15.2 Additional Rights for California Residents (CCPA / CPRA)

California residents have additional rights under the California Consumer Privacy Act (CCPA) and the California Privacy Rights Act (CPRA), including:

  • The right to limit the use and disclosure of sensitive personal information.
  • The right to opt out of sharing for cross-context behavioral advertising.
  • The right to request information about automated decision-making and to opt out of certain automated decisions.

Under California Civil Code Sections 1798.83-1798.84, California residents may also contact us to prevent disclosure of Personal Data to third parties for their direct marketing purposes.

15.3 Nevada Resident Rights

We do not currently sell your Personal Data as that term is defined under Nevada Revised Statutes Chapter 603A. Nevada residents may still submit an opt-out request using the contact information in Section 16.

15.4 How to Submit a Privacy Request

To submit a request to access, correct, delete, or opt out of certain processing, please contact us at privacy@spacesos.com. To verify your identity and locate your records, we will typically require:

  • Your full name
  • Your current mailing address

We may also ask for your email address to send you status updates. Information provided in connection with a privacy request will be used solely to process that request and to maintain legally required compliance records.

Please note: an opt-out request applies only to SpacesOS Inc's own databases and does not affect databases maintained by third parties, including our customers or partners.

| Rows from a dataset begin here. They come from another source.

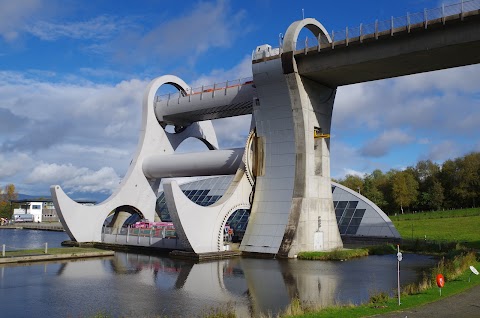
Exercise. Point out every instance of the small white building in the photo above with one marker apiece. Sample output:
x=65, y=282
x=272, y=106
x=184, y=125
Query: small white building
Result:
x=28, y=212
x=38, y=210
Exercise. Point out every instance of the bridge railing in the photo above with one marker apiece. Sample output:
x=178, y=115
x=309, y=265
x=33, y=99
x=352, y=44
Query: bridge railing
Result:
x=157, y=232
x=208, y=89
x=393, y=25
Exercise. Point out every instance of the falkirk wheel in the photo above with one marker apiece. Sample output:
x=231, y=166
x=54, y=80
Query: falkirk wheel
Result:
x=282, y=173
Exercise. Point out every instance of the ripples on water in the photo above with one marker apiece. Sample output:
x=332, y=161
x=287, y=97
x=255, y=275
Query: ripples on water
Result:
x=139, y=285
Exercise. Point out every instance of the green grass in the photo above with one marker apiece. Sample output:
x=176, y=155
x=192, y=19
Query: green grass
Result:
x=460, y=226
x=437, y=214
x=51, y=251
x=335, y=255
x=344, y=254
x=382, y=305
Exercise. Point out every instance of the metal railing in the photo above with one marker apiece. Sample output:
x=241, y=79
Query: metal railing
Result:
x=346, y=36
x=156, y=232
x=391, y=26
x=210, y=90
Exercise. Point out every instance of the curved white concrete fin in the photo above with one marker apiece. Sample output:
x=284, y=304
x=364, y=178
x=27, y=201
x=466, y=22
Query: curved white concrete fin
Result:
x=85, y=223
x=201, y=228
x=203, y=131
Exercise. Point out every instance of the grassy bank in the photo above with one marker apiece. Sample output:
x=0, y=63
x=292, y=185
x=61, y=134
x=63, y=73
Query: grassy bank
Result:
x=345, y=254
x=442, y=226
x=456, y=274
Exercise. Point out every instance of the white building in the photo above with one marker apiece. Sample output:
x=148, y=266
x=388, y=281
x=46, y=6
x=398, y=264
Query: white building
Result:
x=28, y=212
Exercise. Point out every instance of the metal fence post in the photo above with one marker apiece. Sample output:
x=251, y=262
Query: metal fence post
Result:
x=443, y=13
x=408, y=22
x=360, y=36
x=461, y=10
x=425, y=18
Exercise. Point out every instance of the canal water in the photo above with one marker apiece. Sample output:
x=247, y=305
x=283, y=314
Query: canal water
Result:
x=129, y=285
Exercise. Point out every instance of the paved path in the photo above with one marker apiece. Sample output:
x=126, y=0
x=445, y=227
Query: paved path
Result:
x=463, y=305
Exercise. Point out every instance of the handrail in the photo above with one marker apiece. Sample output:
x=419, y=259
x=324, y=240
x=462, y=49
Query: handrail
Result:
x=391, y=26
x=347, y=36
x=208, y=89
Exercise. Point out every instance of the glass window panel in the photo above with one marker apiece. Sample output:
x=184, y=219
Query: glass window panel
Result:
x=338, y=212
x=359, y=213
x=342, y=204
x=343, y=229
x=349, y=213
x=344, y=222
x=352, y=230
x=352, y=204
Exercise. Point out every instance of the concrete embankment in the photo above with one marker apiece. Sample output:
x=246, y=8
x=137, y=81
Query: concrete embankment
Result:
x=38, y=256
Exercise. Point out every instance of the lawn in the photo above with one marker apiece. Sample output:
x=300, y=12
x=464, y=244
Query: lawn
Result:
x=453, y=226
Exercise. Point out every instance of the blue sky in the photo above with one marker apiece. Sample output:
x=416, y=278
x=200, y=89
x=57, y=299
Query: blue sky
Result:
x=72, y=75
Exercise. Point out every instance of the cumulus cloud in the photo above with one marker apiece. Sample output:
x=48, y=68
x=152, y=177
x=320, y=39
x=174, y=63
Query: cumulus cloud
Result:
x=204, y=26
x=381, y=145
x=442, y=151
x=75, y=179
x=65, y=126
x=12, y=164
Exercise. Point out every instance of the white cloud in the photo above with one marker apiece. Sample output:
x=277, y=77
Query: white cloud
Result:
x=65, y=126
x=12, y=164
x=75, y=179
x=204, y=26
x=382, y=144
x=442, y=151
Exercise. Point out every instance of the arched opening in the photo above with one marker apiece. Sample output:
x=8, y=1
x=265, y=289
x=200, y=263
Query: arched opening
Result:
x=168, y=91
x=123, y=216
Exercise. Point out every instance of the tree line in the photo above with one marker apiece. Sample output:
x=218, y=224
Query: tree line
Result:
x=423, y=187
x=7, y=194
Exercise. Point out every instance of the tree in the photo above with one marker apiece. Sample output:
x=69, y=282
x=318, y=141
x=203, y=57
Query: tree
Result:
x=372, y=188
x=6, y=195
x=353, y=182
x=404, y=189
x=468, y=187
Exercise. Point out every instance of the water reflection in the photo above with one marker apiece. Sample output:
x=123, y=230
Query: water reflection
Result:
x=140, y=285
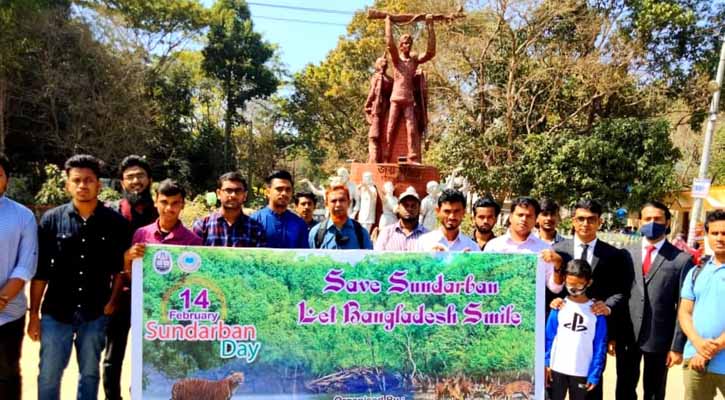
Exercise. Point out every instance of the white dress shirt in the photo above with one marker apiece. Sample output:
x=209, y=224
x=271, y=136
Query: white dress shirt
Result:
x=532, y=245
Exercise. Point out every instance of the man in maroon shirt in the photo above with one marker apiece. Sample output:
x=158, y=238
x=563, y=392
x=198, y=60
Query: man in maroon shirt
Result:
x=168, y=228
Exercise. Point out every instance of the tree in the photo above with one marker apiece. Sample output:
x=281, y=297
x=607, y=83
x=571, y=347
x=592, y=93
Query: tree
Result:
x=236, y=55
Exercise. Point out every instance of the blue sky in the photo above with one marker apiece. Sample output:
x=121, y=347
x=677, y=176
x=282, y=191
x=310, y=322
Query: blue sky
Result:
x=301, y=43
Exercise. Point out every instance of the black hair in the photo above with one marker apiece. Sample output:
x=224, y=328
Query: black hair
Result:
x=486, y=202
x=588, y=204
x=134, y=161
x=549, y=205
x=452, y=196
x=717, y=215
x=308, y=195
x=656, y=204
x=169, y=187
x=579, y=269
x=279, y=174
x=84, y=161
x=232, y=177
x=5, y=163
x=525, y=201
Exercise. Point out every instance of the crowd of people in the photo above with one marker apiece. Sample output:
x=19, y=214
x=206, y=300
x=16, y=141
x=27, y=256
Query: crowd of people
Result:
x=648, y=303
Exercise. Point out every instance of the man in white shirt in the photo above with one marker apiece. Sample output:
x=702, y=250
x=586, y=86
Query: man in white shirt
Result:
x=448, y=237
x=519, y=240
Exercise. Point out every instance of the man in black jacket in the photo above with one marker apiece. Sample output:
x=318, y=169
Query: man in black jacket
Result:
x=648, y=329
x=609, y=266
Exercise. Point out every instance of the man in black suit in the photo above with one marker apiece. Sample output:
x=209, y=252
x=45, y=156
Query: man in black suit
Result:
x=609, y=265
x=649, y=330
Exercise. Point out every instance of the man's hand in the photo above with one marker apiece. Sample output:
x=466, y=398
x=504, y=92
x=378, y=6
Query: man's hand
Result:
x=611, y=348
x=706, y=347
x=552, y=257
x=673, y=358
x=698, y=363
x=599, y=308
x=34, y=327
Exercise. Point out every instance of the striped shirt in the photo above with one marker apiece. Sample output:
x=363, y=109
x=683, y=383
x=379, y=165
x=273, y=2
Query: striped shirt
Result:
x=393, y=238
x=18, y=253
x=215, y=231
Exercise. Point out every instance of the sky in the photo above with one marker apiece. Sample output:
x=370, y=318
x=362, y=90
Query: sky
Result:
x=300, y=43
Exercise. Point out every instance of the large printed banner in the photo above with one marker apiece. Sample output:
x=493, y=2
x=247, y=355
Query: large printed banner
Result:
x=220, y=323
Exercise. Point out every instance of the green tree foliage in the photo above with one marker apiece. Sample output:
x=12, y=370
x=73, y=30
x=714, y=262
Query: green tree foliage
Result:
x=236, y=55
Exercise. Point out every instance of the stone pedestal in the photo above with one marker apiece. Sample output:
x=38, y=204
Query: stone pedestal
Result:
x=402, y=175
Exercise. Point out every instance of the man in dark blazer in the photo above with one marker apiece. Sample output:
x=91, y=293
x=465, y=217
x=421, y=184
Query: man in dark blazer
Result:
x=649, y=329
x=609, y=265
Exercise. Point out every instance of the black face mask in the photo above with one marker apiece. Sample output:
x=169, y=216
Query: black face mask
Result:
x=135, y=198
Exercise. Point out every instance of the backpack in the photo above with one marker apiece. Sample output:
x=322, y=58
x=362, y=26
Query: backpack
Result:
x=320, y=236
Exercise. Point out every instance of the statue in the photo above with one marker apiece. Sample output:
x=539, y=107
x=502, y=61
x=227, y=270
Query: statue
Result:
x=390, y=203
x=403, y=102
x=428, y=205
x=368, y=201
x=376, y=109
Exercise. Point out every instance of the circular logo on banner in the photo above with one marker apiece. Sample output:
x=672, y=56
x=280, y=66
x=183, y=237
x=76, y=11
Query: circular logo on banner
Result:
x=162, y=262
x=189, y=261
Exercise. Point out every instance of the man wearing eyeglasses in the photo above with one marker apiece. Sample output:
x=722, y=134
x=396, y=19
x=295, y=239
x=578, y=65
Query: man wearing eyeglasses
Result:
x=339, y=231
x=609, y=269
x=230, y=227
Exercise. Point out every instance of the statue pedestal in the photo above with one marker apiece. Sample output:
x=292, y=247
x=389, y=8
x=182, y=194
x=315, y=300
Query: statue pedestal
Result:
x=402, y=175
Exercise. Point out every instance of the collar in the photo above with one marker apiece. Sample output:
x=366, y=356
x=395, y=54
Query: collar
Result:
x=578, y=242
x=174, y=232
x=658, y=245
x=529, y=239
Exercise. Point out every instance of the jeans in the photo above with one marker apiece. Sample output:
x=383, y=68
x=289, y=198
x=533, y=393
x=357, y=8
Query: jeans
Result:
x=56, y=339
x=116, y=339
x=11, y=341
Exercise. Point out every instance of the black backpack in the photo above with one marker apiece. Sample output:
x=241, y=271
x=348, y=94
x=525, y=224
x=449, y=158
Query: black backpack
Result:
x=323, y=228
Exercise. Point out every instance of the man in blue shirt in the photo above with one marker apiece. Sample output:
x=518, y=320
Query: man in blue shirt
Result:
x=339, y=231
x=702, y=319
x=18, y=261
x=283, y=228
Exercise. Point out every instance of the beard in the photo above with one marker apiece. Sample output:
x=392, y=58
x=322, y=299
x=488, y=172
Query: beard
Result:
x=136, y=198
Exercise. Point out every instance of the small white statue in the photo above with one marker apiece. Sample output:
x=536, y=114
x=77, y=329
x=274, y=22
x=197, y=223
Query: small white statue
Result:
x=368, y=201
x=390, y=203
x=428, y=205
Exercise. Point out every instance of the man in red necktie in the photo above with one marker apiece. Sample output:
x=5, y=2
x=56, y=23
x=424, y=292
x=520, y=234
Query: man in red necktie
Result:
x=648, y=328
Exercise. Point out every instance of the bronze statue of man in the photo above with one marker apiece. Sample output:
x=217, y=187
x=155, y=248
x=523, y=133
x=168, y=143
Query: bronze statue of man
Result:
x=376, y=109
x=402, y=99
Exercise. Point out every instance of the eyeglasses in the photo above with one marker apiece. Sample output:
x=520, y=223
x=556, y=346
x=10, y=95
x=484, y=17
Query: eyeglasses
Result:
x=341, y=239
x=590, y=220
x=230, y=191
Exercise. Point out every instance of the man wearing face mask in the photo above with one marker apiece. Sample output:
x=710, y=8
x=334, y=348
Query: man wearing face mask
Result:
x=137, y=207
x=647, y=328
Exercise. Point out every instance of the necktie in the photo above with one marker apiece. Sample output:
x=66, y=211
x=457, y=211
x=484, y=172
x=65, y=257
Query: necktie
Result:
x=585, y=248
x=647, y=260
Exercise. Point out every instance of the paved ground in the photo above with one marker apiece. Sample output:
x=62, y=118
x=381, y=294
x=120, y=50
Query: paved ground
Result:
x=31, y=350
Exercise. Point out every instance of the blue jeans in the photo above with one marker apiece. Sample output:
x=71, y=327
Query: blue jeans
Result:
x=56, y=339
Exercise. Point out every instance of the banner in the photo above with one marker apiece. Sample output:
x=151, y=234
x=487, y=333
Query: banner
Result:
x=219, y=323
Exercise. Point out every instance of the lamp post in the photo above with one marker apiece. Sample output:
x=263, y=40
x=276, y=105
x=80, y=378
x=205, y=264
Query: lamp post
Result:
x=714, y=87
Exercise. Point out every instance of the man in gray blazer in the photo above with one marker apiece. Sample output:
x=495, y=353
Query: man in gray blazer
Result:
x=649, y=329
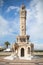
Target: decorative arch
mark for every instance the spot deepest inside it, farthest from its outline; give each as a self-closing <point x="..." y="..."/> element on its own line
<point x="22" y="52"/>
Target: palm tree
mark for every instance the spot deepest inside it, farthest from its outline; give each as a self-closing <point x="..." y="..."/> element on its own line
<point x="7" y="44"/>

We will respond to verifiable requests within 45 days. If we cannot verify your identity, we may be unable to fulfill your request. If a request is particularly complex, we may extend our response time by an additional 45 days and will notify you of the extension.

15.5 Right to Appeal

If we deny your privacy rights request in whole or in part, you have the right to appeal. To submit an appeal, email privacy@spacesos.com with the subject line "Privacy Request Appeal" and include a description of your original request and the basis for your appeal. We will respond within the timeframe required by applicable state law.

16. Third-Party Links

Our website and Services may contain links to third-party websites, plug-ins, or applications. Clicking on those links or enabling those connections may allow third parties to collect or share data about you. We do not control these third-party sites and are not responsible for their privacy practices. We encourage you to read the privacy policy of every website you visit.

17. Contact Us

If you have any questions or comments about this Privacy Policy, the ways in which we collect and use your Personal Data, or your choices and rights regarding such collection and use, please contact us:

  • Email: privacy@spacesos.com
  • Website: www.spaces.com
  • Mailing Address: SpacesOS Inc, 251 Little Falls Drive, Wilmington, New Castle County, DE 19808, US

18. Changes to This Privacy Policy

We keep this Privacy Policy under regular review and may update it from time to time to reflect changes in our practices, technology, legal requirements, or other factors. We will alert you to material changes by posting a notice on our website, by email, or by other appropriate means. If you have opted not to receive legal notice emails, the updated policy will still govern your use of the Services and you remain responsible for reviewing it.

Please ensure that the Personal Data you provide us remains accurate and current. If your information changes - such as a new email address or mailing address - please let us know.